Kaum wagt der Blick sich in die öde Weite,
wo schwarz der Peststadt Silhouette droht –
dort ist der Tod.
Wie Trauerfahnen wehn die Rabenscharen,
und ihnen neiderfüllt zur Seite
die Geier und der Pest Geleite.
Verängstigt schleicht der Bauer durch die Auen,
den Tod vor sich dort hinter Wall und Graben,
im Nacken Grauen
und mäht nach der Musik der heisern Raben.
II.
Die Leichen unbegraben auf der Straße liegend,
die Kranken in den Häusern heulend:
das ist die Pest mit ihren schwarzen Beulen,
das ist die Pest, der schrecklichste der Kriege.

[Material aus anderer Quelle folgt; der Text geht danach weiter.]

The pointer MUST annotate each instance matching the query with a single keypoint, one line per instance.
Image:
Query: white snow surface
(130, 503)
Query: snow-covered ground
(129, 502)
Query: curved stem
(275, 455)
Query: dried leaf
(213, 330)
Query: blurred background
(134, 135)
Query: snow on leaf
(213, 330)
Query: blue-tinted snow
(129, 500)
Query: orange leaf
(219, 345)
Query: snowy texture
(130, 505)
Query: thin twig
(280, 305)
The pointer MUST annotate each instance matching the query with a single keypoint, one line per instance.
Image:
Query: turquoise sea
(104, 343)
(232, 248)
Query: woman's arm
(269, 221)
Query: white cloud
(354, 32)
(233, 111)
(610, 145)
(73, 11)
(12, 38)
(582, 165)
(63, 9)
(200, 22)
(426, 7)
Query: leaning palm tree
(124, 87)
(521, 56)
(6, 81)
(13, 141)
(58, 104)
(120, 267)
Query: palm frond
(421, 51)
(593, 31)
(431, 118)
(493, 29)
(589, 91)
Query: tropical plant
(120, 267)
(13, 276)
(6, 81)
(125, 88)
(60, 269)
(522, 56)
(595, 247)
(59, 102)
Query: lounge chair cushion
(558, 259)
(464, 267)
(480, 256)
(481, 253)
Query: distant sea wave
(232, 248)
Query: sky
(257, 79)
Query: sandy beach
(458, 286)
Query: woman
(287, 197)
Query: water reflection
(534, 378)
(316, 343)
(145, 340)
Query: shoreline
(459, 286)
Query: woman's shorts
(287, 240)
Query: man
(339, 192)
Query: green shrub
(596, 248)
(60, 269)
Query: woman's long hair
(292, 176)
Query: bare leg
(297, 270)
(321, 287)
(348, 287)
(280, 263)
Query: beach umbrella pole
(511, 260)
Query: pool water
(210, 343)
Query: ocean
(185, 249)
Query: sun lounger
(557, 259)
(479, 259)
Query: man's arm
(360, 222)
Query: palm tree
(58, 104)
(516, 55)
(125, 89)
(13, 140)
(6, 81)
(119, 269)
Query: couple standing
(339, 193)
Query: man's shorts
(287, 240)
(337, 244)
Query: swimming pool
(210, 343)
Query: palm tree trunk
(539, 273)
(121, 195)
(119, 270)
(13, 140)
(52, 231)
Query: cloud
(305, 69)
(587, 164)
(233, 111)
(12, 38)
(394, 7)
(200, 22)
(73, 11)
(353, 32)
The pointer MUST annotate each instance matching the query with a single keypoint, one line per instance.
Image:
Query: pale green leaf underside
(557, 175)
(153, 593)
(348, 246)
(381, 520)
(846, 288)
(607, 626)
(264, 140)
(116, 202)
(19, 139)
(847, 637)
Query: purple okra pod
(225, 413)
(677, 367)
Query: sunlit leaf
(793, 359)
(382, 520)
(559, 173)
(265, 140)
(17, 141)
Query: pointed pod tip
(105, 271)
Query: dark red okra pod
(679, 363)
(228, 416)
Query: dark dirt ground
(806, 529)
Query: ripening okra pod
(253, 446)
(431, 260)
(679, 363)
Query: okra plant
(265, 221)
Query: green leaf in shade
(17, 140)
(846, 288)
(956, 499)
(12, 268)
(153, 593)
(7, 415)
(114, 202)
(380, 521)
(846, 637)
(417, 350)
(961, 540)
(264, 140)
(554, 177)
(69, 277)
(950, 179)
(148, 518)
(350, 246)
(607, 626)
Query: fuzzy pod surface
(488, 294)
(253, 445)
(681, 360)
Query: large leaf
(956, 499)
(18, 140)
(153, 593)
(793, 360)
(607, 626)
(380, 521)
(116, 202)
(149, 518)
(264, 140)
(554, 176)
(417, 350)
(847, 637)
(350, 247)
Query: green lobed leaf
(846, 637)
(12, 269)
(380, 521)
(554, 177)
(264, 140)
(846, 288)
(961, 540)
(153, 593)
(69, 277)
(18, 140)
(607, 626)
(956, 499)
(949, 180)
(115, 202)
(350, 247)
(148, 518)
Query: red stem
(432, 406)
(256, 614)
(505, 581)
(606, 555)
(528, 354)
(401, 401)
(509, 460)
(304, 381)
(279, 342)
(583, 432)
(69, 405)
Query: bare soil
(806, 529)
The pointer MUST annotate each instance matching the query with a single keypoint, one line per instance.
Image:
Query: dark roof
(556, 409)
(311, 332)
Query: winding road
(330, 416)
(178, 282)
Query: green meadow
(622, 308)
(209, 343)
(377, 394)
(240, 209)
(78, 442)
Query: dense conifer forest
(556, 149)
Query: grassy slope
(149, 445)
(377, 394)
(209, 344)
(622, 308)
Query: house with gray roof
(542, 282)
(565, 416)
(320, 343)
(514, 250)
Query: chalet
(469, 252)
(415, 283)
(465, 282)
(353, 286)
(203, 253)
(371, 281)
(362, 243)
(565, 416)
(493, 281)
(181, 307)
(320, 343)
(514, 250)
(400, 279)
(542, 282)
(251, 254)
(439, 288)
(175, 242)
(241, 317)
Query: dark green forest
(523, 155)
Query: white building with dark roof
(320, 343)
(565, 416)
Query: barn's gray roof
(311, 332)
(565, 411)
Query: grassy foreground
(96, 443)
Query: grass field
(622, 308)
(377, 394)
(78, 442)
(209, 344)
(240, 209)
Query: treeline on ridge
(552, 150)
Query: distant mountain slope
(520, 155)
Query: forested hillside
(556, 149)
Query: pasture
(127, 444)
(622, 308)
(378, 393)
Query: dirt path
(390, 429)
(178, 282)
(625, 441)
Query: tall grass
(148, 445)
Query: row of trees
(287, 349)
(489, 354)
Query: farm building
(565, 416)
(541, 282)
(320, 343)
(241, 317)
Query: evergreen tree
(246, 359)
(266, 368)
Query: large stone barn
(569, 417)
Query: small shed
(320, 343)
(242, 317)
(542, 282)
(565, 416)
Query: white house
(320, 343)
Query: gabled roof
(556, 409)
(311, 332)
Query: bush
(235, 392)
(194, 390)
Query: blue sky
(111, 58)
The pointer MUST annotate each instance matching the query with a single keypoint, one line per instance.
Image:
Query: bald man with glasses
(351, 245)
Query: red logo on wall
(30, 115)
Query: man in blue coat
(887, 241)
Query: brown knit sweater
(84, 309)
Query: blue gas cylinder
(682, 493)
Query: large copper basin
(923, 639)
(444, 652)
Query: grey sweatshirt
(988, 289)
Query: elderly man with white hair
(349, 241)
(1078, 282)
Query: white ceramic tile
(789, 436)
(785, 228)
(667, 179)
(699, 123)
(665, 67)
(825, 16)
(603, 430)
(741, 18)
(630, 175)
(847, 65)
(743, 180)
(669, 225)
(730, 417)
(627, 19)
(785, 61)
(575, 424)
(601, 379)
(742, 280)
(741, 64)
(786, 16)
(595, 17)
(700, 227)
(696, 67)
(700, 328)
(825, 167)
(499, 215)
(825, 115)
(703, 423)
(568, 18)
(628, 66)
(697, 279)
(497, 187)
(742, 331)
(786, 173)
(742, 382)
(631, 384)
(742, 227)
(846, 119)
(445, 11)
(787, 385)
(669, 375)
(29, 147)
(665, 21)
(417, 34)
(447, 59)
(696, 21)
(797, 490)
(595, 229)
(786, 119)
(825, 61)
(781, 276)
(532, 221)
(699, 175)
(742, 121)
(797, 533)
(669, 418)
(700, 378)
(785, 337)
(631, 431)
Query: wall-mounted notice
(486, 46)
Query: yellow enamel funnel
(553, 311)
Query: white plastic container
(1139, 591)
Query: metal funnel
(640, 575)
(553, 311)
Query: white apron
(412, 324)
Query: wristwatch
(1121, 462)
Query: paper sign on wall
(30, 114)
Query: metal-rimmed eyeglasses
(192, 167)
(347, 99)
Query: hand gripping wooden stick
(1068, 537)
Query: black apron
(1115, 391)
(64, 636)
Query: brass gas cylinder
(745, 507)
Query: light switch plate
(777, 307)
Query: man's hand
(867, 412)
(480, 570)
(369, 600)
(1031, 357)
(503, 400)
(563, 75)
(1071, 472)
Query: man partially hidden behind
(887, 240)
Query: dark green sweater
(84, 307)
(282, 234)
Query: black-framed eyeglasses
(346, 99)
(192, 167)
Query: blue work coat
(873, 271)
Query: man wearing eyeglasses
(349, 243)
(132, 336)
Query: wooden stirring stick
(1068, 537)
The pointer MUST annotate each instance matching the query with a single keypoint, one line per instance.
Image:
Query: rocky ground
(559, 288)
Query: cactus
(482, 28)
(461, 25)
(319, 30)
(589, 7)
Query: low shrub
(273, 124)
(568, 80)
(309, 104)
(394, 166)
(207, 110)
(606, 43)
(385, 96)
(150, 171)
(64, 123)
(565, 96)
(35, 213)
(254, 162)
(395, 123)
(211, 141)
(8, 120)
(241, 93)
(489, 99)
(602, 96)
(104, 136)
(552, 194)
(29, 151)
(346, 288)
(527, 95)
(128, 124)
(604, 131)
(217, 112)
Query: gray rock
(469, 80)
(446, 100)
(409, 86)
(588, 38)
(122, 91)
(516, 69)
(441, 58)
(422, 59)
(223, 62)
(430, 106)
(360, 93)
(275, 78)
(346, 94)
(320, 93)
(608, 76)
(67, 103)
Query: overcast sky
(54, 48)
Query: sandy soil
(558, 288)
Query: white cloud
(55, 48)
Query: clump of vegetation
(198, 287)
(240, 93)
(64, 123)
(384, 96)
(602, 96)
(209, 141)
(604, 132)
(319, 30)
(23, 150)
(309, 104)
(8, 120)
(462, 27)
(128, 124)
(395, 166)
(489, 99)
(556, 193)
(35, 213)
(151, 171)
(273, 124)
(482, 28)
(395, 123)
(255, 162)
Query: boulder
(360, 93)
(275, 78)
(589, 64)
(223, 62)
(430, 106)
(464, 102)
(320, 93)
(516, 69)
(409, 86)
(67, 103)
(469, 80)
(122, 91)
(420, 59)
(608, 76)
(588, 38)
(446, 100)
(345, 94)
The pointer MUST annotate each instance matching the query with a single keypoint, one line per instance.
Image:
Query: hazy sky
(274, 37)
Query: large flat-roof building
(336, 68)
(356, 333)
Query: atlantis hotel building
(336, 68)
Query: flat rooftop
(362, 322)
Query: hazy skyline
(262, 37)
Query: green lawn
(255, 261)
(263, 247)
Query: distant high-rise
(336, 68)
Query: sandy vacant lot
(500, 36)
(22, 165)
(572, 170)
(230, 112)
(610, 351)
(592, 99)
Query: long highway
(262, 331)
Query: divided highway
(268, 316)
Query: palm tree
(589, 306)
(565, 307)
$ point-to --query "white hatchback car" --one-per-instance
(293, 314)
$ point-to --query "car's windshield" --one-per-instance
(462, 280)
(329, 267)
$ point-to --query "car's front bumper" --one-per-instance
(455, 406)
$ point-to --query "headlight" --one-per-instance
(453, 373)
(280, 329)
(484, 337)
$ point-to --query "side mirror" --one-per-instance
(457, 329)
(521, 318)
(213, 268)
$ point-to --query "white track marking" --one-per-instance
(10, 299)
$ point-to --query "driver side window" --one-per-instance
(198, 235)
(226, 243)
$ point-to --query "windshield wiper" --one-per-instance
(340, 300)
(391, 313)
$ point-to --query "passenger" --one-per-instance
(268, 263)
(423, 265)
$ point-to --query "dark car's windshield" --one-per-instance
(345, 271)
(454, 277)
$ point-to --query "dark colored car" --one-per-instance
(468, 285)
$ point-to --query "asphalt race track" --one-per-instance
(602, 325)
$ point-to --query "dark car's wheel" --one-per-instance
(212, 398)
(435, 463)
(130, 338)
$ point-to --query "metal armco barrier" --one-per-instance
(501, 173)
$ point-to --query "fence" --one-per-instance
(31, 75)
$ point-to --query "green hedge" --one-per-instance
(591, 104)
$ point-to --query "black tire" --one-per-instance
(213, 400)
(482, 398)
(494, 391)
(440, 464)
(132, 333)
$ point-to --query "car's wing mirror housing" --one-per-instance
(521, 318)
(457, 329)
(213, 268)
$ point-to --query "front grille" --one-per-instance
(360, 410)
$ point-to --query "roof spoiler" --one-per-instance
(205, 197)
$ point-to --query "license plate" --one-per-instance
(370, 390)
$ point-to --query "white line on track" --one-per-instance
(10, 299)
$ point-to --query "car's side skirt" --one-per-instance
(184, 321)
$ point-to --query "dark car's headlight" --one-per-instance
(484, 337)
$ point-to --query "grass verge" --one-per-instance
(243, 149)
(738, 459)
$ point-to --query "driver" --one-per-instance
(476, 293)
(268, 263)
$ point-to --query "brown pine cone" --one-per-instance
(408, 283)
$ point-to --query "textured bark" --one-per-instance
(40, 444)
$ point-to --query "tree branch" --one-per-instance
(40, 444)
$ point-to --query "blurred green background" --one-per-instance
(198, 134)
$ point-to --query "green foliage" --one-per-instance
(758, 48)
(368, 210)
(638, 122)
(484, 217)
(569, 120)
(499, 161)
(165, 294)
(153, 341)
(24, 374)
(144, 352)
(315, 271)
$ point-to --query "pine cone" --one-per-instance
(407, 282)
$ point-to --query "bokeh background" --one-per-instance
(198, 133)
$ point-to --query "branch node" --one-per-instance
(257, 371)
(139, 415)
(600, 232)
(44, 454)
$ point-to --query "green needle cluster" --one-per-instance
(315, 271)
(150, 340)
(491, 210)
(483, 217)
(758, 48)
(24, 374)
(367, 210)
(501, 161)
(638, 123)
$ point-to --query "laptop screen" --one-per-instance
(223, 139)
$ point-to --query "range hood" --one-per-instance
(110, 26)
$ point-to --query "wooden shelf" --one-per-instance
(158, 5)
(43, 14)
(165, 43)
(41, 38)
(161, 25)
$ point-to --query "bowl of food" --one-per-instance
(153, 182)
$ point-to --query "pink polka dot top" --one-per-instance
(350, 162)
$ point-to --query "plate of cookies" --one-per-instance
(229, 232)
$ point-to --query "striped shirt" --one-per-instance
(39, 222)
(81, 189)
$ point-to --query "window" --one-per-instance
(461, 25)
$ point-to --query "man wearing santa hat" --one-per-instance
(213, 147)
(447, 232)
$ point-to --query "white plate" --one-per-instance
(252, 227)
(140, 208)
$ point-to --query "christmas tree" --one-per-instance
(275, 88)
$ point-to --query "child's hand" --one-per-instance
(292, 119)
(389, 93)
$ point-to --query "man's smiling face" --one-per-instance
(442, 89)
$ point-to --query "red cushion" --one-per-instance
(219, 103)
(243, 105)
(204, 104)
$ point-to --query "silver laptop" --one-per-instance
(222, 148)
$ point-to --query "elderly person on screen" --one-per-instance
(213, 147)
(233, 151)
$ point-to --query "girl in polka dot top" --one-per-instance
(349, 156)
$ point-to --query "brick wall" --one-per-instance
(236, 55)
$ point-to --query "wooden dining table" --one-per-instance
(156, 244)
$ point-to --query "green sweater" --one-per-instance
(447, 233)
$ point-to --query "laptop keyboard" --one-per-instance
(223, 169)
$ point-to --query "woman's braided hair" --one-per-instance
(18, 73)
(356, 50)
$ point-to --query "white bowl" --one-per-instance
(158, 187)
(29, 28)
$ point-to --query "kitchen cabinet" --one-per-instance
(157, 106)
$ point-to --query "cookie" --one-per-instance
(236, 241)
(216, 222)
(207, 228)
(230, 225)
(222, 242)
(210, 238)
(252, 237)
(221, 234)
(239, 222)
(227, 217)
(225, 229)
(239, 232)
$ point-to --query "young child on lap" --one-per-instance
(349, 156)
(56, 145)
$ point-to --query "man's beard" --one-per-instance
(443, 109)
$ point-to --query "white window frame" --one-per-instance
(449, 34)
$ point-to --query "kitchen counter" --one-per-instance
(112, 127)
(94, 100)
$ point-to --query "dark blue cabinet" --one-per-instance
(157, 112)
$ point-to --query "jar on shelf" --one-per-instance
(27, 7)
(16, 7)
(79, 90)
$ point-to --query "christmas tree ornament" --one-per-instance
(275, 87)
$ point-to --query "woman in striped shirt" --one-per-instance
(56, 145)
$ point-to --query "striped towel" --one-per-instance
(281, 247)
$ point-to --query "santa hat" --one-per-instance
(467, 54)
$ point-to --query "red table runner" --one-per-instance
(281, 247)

Noch klirrt das dünne Eisen der Duelle.
Noch geht der Stolz durch wohlgefüllte Ställe.
Noch gibt es Maskenbälle.
III.
Durch die Straßen rollte der Leichenkarren,
von vermummten Knechten stumm begleitet –
über morsche Knochen hingebreitet.
Und die Luft liegt wie in Barren
Über die entsetzte Stadt gepresst.
Dort im letzten Hause tobt das letzte Fest.
Irre Klänge von zerborstnen Mandolinen,
Reigen von zerfetzten Harlekinen,
Küsse, Blut und Wein hinter verschlossenen Gardinen.
Pest.
IV.
Ohn Atem, kahl, zerrissnes Hemde,
Blei an den Sohlen, Stacheldraht ums Herz,
im eignen Haus ewig Fremde.
Und jeden Tag und jede Stunde zerrt`s
An unserem Leben, wie die Angelrute
Den Fisch aus seinem schleudert uferwärts.
Uns jagt das Leiden wie der Hengst die Stute,
vermählt sich uns mit wieherndem Triumph,
umarmt uns mit den Schnüren seiner Knute.
Ohn Atem, kahl, mit blaugedroschnem Rumpf
Presst uns die Not in ihre Daumenschrauben
Und macht an unserm Fleisch ihr Messer stumpf.
Doch unsere Träume kann uns niemand rauben.